Освободившись из тюрьмы, Ангела приехала ко мне. Мы встретились где-то на нейтральной территории, я уже не помню где. Помню только, что мы сидели на скамейке перед каким-то фонтаном. Моя приемная мать сидела на соседней скамейке и не вмешивалась в разговор. Ангела была оживленна и весела, говорила, что скоро уедет в Австралию.
— В Австралию? — перебил Рейне Йона. — Почему в Австралию?

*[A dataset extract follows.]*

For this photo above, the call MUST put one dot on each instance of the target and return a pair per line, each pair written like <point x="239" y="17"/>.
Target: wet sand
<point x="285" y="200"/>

— Это была давняя ее мечта. Когда она училась в школе, учитель английского языка помогал им находить друзей по переписке. Ангела начала переписываться с какой-то девочкой из Австралии. Та прислала ей фотографию своего дома на берегу моря. Эта подруга, видимо, не представляла себе огромного расстояния и экономического неравенства, которые их разделяли, и писала, что было бы здорово, если бы Ангела приехала к ней в гости. Переписка вскоре прекратилась. Наверное, Ангела недостаточно хорошо владела английским.
Но она так и осталась навсегда захваченной мечтой об Австралии. Присланная той девочкой фотография всегда висела у нее над кроватью. Когда ее спрашивали, что это за дом, она рассказывала о своей австралийской подруге и о приглашении. Она говорила всем, что обязательно поедет, когда соберет достаточно денег. Она ходила в туристические бюро и приносила оттуда проспекты об Австралии. Это был пунктик, и никто не воспринимал ее мечтания всерьез.
Но теперь, выйдя из тюрьмы, она всерьез собралась лететь в Австралию.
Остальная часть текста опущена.